To demonstrate our proposed architecture, we experimented with a benchmark dataset of CXR images, one of the most frequently downloaded datasets for testing on Kaggle. Using these studies and datasets for binary classification. Python 3.7, Anaconda/3, and CUDA/10 are installed on a Windows server with an i5 CPU, 2 GB GPU, and 8 GB RAM, as well as an Anaconda/3 distribution. In addition to the parameters listed above, the Python libraries Pytorch, OpenCV, matplotlib, os, math, and NumPy are used. During training, the data is partitioned into batches, and the model's parameters are modified based on each cohort's average loss. The group size dictates the number of samples utilized during each update phase. A larger sample size can speed up the training rate but may require additional memory. CrossEntropyLoss was chosen as the experiment's loss function. During training, the model minimizes this loss function. It computes the negative log-likelihood of expected class probability and actual labels. The training algorithm modifies the parameters of the model. In an experiment, the Adam optimizer was used to alter the learning rate for each parameter based on gradient estimates of the first and second moments. Pytorch was used for the implementation, and training was conducted in a GPU environmentThe learning rate establishes how much model parameters are updated with each optimizer iteration. The multiplicative factor of the learning rate is used to modify the learning rate at each epoch or phase, enabling more granular control of the learning rate during training. The learning rate's multiplicative factor can help the model converge on a superior solution. Table 4 demonstrates the experiment's hyperparameter settings. The novelty of our work lies in the application of the Vision Transformer (ViT), specifically utilizing the DEIT_Base_Patch16_224 pre-trained weights, to the domain of medical imaging for pneumonia detection.
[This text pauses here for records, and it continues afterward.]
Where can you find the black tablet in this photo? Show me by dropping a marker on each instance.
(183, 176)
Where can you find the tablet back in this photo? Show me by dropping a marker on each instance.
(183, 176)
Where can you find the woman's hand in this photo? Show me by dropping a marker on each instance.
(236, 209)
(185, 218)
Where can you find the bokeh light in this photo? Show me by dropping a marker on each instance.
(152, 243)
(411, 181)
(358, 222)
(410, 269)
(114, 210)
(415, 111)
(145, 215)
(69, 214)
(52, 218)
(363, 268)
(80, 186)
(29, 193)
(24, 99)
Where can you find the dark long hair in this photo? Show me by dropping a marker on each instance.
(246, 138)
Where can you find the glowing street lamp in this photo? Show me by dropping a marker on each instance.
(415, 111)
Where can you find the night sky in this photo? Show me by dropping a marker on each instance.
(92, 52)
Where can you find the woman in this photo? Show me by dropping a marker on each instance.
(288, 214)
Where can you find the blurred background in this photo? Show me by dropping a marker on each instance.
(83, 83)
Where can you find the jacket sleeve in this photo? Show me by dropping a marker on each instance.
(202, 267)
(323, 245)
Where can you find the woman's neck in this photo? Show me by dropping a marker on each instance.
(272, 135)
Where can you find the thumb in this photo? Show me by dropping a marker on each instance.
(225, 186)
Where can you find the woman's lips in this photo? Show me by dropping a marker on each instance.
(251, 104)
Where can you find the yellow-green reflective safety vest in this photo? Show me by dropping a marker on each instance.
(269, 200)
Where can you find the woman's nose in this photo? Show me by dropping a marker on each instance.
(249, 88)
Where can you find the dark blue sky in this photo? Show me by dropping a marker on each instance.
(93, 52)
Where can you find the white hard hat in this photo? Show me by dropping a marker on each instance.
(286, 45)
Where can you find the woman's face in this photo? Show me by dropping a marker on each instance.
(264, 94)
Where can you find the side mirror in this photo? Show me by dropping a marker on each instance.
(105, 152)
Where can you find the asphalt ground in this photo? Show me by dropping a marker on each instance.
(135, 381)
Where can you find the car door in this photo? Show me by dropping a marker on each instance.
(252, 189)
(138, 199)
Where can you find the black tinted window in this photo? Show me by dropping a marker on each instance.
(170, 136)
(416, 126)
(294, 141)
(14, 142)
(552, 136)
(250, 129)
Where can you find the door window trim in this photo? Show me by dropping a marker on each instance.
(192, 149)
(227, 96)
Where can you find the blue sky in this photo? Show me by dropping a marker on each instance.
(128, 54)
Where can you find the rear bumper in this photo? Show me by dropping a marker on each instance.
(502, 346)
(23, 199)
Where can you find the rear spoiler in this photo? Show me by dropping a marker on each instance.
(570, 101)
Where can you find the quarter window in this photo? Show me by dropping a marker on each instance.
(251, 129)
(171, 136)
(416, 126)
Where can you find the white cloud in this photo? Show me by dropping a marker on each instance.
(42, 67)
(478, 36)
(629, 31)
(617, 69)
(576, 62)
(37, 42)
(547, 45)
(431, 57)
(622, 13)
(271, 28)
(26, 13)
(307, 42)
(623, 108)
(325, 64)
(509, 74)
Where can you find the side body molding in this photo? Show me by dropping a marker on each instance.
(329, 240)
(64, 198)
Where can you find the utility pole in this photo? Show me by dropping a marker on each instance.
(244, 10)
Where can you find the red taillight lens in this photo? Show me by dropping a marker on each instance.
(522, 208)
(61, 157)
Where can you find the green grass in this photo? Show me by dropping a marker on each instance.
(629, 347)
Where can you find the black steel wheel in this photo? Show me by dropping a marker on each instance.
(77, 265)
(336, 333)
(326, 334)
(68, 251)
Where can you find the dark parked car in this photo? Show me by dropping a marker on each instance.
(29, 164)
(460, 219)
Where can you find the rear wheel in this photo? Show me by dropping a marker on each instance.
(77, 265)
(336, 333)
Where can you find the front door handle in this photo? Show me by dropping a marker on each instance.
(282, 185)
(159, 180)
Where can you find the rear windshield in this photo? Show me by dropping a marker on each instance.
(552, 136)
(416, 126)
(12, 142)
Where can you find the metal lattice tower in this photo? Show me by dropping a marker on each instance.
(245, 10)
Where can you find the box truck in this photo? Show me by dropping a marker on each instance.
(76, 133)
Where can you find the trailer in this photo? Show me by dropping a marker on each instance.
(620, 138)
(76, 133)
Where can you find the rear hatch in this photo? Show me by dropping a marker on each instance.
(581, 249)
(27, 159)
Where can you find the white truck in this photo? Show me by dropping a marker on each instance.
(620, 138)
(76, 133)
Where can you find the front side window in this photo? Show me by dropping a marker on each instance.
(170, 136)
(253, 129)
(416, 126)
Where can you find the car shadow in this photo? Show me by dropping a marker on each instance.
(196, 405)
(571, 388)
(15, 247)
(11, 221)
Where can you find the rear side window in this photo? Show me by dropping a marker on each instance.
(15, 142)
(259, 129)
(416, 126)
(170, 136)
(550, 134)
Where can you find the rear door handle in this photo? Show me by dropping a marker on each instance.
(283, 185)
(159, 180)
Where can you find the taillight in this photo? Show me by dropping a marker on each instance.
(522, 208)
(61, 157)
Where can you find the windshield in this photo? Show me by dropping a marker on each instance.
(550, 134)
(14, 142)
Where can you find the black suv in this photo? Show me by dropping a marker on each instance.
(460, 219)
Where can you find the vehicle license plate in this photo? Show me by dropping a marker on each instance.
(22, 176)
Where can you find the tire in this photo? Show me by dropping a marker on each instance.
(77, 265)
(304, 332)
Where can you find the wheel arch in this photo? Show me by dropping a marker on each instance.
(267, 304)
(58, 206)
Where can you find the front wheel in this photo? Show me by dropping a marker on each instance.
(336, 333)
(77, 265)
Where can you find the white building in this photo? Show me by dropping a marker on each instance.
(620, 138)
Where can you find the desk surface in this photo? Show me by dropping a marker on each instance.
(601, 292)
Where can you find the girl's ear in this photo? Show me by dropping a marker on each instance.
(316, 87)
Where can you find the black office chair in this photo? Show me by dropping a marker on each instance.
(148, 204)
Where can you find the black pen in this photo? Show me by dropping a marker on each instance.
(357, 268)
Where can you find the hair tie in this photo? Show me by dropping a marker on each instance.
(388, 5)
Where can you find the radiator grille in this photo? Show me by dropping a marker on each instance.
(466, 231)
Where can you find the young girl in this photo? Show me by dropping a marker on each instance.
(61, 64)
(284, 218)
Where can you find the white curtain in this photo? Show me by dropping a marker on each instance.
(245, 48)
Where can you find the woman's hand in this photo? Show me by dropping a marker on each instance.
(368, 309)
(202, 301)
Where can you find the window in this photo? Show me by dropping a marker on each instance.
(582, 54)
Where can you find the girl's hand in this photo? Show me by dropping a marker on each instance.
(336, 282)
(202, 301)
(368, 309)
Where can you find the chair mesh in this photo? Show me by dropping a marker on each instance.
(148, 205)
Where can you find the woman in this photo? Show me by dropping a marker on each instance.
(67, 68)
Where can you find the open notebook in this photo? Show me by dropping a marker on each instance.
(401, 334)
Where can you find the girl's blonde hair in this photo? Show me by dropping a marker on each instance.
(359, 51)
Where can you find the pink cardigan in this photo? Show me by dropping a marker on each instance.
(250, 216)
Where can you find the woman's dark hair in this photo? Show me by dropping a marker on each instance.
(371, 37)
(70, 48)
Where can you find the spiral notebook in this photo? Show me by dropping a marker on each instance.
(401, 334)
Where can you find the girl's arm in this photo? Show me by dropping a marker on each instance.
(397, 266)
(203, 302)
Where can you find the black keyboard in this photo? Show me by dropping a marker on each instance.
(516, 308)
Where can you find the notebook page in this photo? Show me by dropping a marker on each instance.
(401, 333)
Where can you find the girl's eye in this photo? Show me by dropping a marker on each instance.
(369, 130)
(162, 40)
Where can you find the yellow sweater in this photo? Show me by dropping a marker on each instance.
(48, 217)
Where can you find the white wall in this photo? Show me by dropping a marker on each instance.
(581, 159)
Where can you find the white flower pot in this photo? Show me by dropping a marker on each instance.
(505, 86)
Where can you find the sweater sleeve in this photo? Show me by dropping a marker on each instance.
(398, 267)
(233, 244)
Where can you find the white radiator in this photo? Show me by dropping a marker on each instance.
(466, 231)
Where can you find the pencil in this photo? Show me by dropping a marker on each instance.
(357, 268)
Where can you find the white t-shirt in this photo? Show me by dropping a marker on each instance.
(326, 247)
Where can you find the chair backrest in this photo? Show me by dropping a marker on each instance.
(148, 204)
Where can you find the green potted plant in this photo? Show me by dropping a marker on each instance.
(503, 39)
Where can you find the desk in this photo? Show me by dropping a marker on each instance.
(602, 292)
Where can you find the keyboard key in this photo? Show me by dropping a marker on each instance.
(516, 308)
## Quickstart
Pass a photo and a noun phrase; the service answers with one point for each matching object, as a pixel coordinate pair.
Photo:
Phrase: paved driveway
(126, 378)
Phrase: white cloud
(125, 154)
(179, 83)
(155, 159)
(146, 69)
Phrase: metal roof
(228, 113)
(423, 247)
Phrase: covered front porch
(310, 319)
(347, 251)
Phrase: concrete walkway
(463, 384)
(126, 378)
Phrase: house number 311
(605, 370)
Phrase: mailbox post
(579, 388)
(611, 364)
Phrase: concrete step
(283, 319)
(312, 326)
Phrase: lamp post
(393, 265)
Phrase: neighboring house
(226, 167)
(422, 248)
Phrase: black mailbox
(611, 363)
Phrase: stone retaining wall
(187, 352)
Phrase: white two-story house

While ViT has shown promise in various fields, its adaptation to medical imaging, especially chest X-ray analysis, is relatively unexplored. Our approach capitalizes on ViT's ability to capture intricate spatial relationships in images, offering advantages over traditional methods. We demonstrate improved performance and potential for enhanced pneumonia detection accuracy, marking a significant contribution to the field of medical image analysis.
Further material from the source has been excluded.